The pain in Dr. Susan Brim’s chest started in December 2017. An emergency department physician at the Kaiser Permanente San Francisco Medical Center, Brim, 38, knew something wasn’t quite right, when, no matter what she did, the discomfort persisted.
After a CT scan showed a large lesion in her lung, she and her doctors assumed it was likely an infection — she was a young mother of 3, after all, and a non-smoker. But when initial tests didn’t show an infection, her doctors recommended a navigational biopsy, which she quickly scheduled with Melissa Tukey, MD, an interventional pulmonologist at the Kaiser Permanente Oakland Medical Center, the region’s largest of 3 Centers of Excellence for thoracic surgery.
Dr. Brim’s biopsy revealed lung cancer.
“It was a shock,” she recalled. “But my pulmonologist was able to immediately schedule a PET scan, and then referred me to see Dr. Jeffrey Velotta, a thoracic surgeon, who spearheads the Center of Excellence in Oakland.”
The National Cancer Institute estimates that lung cancer has a high mortality rate, accounting for 13.5 percent of all new cancer cases and 25.3 percent of all cancer deaths in the United States.

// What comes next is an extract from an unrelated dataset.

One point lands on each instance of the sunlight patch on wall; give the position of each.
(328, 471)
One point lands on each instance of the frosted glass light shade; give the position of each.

Dr. Brim is one of 1,600 patients who have benefited from Kaiser Permanente Northern California’s shift in 2014 to manage all thoracic cancer surgeries in designated specialty care Centers of Excellence — located in Oakland, South Sacramento, and Santa Clara. Kaiser Permanente Northern California is one of the first health care organizations in the country to implement this regionalized approach.
Recent research led by Dr. Velotta showed that regionalizing thoracic surgery in 3 centers resulted in the increased use of minimally invasive, video-assisted thoracoscopic surgery from 57% to 86%, contributing to lower complication rates, less postoperative pain, and higher quality of life compared to patients who had open surgery. In addition, the study showed that there was an overall decrease in length of stay and overall complication rates after patients were operated on at the centers.
“We wanted to pick the places with the highest number of thoracic surgeon specialists and where we were already doing a significant amount of lung cancer operations,” Dr. Velotta said of the locations. “Any patient from around the region can be referred to one of the centers. And our research shows that by regionalizing lung cancer surgery into 3 centers with highly trained, board-certified thoracic surgeons doing these surgeries, we were able to improve outcomes for our patients.”
Hours after her surgery, which removed nearly half of her left lung, Dr. Brim was encouraged to get up and start walking, which is part of the Enhanced Recovery After Surgery (ERAS) program, a proven method to reduce complications such as blood clots and muscle atrophy, and a key part of the centers’ philosophy of care. She also received a long-lasting nerve block at the incision site, which greatly helped her manage the pain.
The following evening, Dr. Brim was able to go home to her family. “While the recovery was difficult, it made it so much better by being able to be at home,” she recalled.
Within a couple of months, she was back at work part-time and slowly resuming her usual activities; within 6 months, Dr. Brim felt close to fully recovered.
And since her doctors caught the mass at an early stage, she was considered cured after the surgery.
“I am so grateful for my experience with Dr. Velotta and the entire Oakland thoracic surgery team. They saved my life. As both a patient and a physician, I have such a huge appreciation for the pioneering work they are doing to take care of patients like me.”